There are 65 million smart meters installed in buildings across the U.S., dutifully logging data that includes the time of day and kW demand. The U.S. Department of Energy’s Smart Energy Analytics Campaign recently explored the value of this smart meter data and calculated the energy efficiency savings hiding within it to be $4 billion. That’s enough money to send 8,000 people to Mars on Elon Musk’s Heart of Gold rockets.
While the DOE report makes for a great headline, turning the DOE’s juicy savings analyses spreadsheets into lower operating costs requires serious work. In fact, this gap is explicit in the DOE campaign’s focus not on data, but on analytical tools.
Utility smart meter data feeds–such as PG&E’s InterAct and Seattle City Light’s MeterWatch–are valuable, but not everything a building needs. Smart meter data is required, but not sufficient. Why? What follows are five problems with raw data feeds solved by Gridium analytics.
1 | no weather normalizations
Weather is one one of the dominant drivers of building energy use, and every building responds to outside conditions in its own way. Seemingly random fluctuations caused by the interplay between air temperature, humidity, cloud cover and other factors mask other, subtler changes in your building. Weather normalization uses a statistical model to filter out the signal from the noise, the contribution of weather conditions to building energy use. Once the weather component has been characterized mathematically, it can be subtracted out of the daily load curve, yielding a “weather-normalized” picture of building energy use that more clearly shows underlying trends.
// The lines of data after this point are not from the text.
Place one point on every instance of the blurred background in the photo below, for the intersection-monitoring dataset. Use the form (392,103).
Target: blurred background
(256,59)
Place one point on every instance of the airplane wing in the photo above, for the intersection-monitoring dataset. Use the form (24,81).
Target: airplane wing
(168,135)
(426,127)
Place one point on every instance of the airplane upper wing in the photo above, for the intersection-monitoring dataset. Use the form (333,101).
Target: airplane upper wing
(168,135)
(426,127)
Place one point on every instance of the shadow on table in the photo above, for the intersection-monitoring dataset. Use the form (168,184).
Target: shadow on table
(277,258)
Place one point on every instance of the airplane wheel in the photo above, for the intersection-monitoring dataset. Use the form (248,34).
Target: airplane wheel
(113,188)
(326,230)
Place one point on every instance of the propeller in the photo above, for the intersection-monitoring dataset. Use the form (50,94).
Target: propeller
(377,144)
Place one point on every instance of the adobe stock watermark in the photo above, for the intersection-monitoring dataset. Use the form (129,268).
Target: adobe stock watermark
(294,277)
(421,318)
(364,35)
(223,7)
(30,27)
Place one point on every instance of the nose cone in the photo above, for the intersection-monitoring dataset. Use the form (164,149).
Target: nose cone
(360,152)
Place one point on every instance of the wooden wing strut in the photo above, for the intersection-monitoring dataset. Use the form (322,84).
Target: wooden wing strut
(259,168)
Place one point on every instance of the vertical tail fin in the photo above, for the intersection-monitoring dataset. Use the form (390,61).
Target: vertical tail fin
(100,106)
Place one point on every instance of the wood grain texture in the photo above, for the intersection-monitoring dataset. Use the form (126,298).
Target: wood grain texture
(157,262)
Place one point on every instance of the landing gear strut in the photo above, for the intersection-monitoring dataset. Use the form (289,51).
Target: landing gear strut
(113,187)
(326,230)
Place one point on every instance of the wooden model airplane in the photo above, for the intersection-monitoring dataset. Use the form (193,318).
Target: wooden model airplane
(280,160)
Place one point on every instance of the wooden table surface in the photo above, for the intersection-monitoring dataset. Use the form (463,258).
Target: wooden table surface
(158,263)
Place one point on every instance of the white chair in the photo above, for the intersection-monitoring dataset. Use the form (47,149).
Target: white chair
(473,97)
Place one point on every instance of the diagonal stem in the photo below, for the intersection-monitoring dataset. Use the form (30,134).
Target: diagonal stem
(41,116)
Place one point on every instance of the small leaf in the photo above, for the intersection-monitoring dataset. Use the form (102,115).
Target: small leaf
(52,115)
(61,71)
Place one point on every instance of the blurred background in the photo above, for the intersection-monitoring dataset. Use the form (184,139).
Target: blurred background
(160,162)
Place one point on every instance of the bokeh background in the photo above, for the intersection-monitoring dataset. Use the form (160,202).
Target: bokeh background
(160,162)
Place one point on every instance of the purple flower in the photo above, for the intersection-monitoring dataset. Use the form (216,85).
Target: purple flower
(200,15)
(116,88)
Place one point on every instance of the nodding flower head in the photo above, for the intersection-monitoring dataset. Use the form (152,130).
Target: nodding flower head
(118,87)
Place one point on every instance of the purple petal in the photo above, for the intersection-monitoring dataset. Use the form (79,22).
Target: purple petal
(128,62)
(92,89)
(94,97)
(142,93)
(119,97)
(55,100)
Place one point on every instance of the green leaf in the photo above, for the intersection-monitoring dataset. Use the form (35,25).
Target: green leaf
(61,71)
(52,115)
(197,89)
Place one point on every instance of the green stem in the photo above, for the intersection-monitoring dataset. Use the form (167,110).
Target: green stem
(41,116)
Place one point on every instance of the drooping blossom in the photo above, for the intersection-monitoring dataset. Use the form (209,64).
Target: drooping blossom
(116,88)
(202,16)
With weather data, you can answer the question “What portion of my building’s energy use is due to weather, and what portion is due to other factors?”
2 | no rates, no bills
Not all kilowatts are created equal. Utilities vary prices by time of day and season to encourage buildings to reduce energy use during peak grid load. Time-of-use rates are designed to reward ratepayers who can shift electricity to off-peak periods. Because rates are a zero sum game, those rewards are underwritten by ratepayers who can’t, or don’t shift their use.
Grid peaks are expensive for utilities, who have to provision sufficient generation capacity to handle maximum grid load. To reflect these costs, utilities are charging time-of-use rates that vary with time of day, day of week, and season of the year. For example, imagine two efficiency projects, one that reduces air conditioning load and another that reduces lighting use during off-hours. The air conditioning project will have its biggest impact during expensive peak periods. The lighting project is mostly going to offset cheap non-peak use. Both projects might be worthwhile, but blended average rates will cloud the ROI calculations.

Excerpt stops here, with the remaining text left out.